Longlisted for the OSP Poetry Competition
I rose from my grave to the sound of bells. I shed
the spent wings of a thousand flies, lifting the sheets
that were my shroud. The smoke of burning houses
seems an incense in the air. I am yet too weak to call
down to the street and my neighbours have gone for
fear of death. My husband is cold in a wintry bed,
gaunt hands crossed upon his chest, lavender pillowed
at his head.
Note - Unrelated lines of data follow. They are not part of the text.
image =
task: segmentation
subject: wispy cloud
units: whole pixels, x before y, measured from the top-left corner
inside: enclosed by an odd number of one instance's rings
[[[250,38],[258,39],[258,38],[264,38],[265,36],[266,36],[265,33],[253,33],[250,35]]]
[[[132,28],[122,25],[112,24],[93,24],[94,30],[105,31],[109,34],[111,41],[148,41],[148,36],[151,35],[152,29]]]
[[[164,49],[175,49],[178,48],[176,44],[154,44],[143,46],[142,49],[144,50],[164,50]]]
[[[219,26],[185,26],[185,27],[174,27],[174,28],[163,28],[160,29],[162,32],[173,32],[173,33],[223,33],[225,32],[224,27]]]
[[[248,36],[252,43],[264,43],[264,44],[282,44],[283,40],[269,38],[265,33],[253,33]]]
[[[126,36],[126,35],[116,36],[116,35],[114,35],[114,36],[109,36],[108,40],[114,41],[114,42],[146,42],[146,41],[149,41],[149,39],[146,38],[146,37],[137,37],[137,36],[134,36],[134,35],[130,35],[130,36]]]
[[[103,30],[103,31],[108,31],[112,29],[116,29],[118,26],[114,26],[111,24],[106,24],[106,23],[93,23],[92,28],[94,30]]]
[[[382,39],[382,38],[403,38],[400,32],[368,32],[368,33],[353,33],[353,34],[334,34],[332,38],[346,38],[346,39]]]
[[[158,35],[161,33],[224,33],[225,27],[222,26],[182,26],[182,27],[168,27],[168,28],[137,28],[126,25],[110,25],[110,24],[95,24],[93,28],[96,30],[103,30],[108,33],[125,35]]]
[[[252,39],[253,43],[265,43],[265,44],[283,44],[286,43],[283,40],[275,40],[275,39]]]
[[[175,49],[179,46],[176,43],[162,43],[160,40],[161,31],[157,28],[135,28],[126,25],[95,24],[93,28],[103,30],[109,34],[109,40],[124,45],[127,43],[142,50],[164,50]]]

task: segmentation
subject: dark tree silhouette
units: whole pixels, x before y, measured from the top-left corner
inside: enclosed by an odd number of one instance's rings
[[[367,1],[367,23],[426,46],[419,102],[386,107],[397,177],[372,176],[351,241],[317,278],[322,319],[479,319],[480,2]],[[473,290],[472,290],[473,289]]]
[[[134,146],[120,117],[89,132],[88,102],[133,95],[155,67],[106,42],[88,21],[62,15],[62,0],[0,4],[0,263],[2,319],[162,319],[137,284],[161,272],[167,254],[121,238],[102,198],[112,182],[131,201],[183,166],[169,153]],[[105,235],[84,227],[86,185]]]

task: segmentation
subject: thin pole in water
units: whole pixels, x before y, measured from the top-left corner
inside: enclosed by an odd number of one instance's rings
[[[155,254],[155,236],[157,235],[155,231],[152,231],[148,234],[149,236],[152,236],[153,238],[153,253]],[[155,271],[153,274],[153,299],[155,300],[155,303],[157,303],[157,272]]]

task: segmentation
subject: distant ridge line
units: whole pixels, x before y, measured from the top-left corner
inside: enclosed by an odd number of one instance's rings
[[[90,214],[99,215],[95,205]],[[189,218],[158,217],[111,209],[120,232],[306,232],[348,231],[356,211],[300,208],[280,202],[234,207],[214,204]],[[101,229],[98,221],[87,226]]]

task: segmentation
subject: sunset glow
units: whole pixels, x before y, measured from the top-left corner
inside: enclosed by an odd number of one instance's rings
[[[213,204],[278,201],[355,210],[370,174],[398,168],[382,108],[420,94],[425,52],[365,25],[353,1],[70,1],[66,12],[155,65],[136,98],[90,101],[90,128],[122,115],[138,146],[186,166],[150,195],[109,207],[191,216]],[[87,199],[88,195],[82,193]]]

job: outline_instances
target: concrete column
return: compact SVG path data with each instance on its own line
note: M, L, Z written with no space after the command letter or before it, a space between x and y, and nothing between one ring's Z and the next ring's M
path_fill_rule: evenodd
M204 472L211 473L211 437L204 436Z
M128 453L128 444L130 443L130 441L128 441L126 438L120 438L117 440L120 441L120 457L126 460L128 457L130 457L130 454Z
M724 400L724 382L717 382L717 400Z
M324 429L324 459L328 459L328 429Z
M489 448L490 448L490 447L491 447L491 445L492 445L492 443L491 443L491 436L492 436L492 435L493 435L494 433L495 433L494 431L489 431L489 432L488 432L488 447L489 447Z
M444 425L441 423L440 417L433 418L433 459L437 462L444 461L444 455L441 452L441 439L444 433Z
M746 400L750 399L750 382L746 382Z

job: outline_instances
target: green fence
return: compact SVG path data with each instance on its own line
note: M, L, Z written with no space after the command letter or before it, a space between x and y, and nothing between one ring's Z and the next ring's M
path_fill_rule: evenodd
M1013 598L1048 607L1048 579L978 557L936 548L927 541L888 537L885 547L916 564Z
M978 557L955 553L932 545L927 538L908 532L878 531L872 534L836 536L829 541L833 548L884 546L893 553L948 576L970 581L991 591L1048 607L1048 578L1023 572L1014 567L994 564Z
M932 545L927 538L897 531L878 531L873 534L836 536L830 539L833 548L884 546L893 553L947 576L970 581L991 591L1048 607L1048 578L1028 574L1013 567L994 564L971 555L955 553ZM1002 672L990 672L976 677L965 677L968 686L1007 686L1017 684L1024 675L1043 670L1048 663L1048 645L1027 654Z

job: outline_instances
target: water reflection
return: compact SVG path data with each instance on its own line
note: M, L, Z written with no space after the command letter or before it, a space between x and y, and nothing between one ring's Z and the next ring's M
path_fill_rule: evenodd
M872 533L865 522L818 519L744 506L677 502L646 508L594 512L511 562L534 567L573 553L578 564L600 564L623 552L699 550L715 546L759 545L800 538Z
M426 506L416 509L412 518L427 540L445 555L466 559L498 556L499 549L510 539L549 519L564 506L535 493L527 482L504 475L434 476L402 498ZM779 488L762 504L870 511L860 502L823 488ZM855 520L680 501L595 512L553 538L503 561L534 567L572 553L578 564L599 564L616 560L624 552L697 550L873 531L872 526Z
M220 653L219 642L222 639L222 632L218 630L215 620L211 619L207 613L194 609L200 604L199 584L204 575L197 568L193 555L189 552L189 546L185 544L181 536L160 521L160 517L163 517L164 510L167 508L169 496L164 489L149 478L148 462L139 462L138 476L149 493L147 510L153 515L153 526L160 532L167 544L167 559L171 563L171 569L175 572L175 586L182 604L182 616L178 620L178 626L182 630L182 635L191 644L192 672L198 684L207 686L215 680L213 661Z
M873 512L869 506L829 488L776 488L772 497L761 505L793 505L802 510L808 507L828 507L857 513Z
Deep in a fever dream I heard them go:
my son, nose dripping in his plague mask, my sniffling
daughter-in-law hugging my jewellery box. Lost in that
crucible of sleep I heard a stranger knock: charity asking
who might still abide, who might yet breathe. I did not
answer, deep in the dumb well of my dreams, I heard
them tap the boards across our door, nail a notice to
my doom, but I was in the cave our Saviour once left
and could not speak. I’ve woken to the bells’ carillon
from the cathedral, counting out doubtful blessings,
calling the faithful to give thanks. I would come kneel
amongst them, catch their guilty eyes, show my wounds.
I will say, ‘touch the buboes that now subside. I have
come from the quiet house of death. I have nothing
but this shift to wear, nothing but these scars for robes.’
I was not led from that dark place by any God clothed
in the harrowed flesh of a man, nor any sorrowing
angel’s embrace. Only by smoke and the sound of bells.